Dishonest Litigants and Fraudulent Evidence

Falsifying evidence/ Untrue evidence

One of the consequences of the UK adversarial legal system is that parties are expected and encouraged to pursue their case as forcefully as is possible. There can be occasions, however, when either a claimant or defendant will overstep the boundary and resort to dishonest means. This could involve fabricating evidence, forging or destroying documents or just simply lying. The question will then arise as to the approach the court will take in response to such dishonest conduct by a party.

If a claimant brings a claim to court reliant on facts which can be shown to be false, the defendant is likely to want to have the claim struck out. Such an application will not, however, automatically be granted. It will depend upon whether, if the tainted evidence is excluded, there will be sufficient other evidence to maintain a claim. The claim will not be struck out simply because the claimant has told an untruth. It is only where there is insufficient evidence to support a claim, once the false evidence has been excluded, that the court will strike out the proceedings.

Notwithstanding these general principles, the Court of Appeal in the recent case of Arrow Nominees v Blackledge has held:

‘Where a litigant’s conduct puts the fairness of the trial in jeopardy, where it is such that any judgment in favour of the litigant would have to be regarded as unsafe, or where it amounts to such an abuse of the process of the court as to render further proceedings unsatisfactory and to prevent the court from doing justice the court is entitled – indeed, I would hold bound – to refuse to allow that litigant to take further part in the proceedings and (where appropriate) to determine the proceedings against him.’

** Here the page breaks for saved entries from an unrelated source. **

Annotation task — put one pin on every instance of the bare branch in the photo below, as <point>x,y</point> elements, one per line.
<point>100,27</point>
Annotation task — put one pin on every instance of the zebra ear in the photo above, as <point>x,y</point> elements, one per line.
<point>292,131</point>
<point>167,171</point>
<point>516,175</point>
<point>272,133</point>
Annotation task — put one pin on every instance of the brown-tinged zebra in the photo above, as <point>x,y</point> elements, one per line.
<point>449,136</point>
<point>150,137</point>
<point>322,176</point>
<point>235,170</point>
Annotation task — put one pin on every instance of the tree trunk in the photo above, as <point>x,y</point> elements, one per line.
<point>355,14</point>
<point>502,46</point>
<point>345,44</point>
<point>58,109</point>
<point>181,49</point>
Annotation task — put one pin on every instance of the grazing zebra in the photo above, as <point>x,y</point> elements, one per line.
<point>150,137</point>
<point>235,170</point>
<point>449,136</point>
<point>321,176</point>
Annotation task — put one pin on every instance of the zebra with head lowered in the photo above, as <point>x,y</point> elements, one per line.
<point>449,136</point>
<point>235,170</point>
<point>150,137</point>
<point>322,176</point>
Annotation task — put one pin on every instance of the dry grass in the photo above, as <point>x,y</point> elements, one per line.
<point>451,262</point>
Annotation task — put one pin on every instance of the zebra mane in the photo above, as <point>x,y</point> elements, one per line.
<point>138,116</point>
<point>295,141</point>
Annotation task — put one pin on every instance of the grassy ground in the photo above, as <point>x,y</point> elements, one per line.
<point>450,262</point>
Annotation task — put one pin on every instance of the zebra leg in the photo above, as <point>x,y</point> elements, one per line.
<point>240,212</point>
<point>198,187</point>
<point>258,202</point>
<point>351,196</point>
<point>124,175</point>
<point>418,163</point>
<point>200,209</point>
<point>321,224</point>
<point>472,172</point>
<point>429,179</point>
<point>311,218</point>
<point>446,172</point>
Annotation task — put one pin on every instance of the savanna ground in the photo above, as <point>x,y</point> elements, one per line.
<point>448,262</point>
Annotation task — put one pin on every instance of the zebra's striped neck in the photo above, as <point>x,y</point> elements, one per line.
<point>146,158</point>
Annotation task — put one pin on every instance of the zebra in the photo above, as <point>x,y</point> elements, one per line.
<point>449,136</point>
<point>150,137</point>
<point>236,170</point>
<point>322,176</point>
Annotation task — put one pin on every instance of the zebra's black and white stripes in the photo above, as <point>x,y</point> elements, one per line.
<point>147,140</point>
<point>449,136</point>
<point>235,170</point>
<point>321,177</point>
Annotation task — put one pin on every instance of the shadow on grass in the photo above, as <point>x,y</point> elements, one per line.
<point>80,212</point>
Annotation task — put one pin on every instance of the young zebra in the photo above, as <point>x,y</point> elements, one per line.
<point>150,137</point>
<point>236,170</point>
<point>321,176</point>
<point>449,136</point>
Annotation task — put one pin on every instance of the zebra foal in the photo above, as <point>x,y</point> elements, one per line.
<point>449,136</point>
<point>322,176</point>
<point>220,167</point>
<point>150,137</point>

There will also be cases of genuine claims, but where a party, through dishonest means, tries to inflate the damages sought. An example of this was the case of Shah v Ul Haq. This was a road traffic accident claim where the claimant sought damages for a person who was not in the car at the time of the accident. An application was made to strike out the claim. This was refused by the Court of Appeal on the basis that a fair trial was possible and that there was a valid claim even with the dishonest part excluded. The purpose of a striking out order was not to punish reprehensible behaviour but to avoid unnecessary expense on cases which have no chance of succeeding and to prevent unsafe judgements. The court has other tools to punish a dishonest litigant.

One such tool will be the court’s wide discretion as to the costs awarded to the successful party. It may well be expected that a party who has been shown to have acted dishonestly and thereby put his opponent to additional cost will be penalised in being ordered to pay the honest parties costs. Very often, costs will be ordered on an indemnity basis against the dishonest party, and it can be expected that he will be ordered to pay such costs in any event as have been incurred by reason of the dishonestly.

Perjury and contempt of court

Proceedings for contempt of court can often be brought where a party makes a false statement under a statement of truth. If proven, this can result in a prison sentence and at the very least a fine. It will be necessary to prove beyond reasonable doubt that there has been an attempt to interfere with the course of justice. Remember always that it is necessary to obtain the permission of the court before bringing contempt proceedings.

So what should you do if you are involved in proceedings with a dishonest litigant? Applying to have the case struck out is a possibility, but is not always the best answer. An application to strike out could involve you taking your eye off the ball in preparing your case. If your application is not successful you are likely to have to pay your dishonest opponents costs and you will also give him a moral victory. Probably the best course is to ‘keep your powder dry’ and wait for the trial. If, when the matter comes to trial, you can show that your opponent is a liar and his evidence cannot be relied upon, you are well on the way to victory.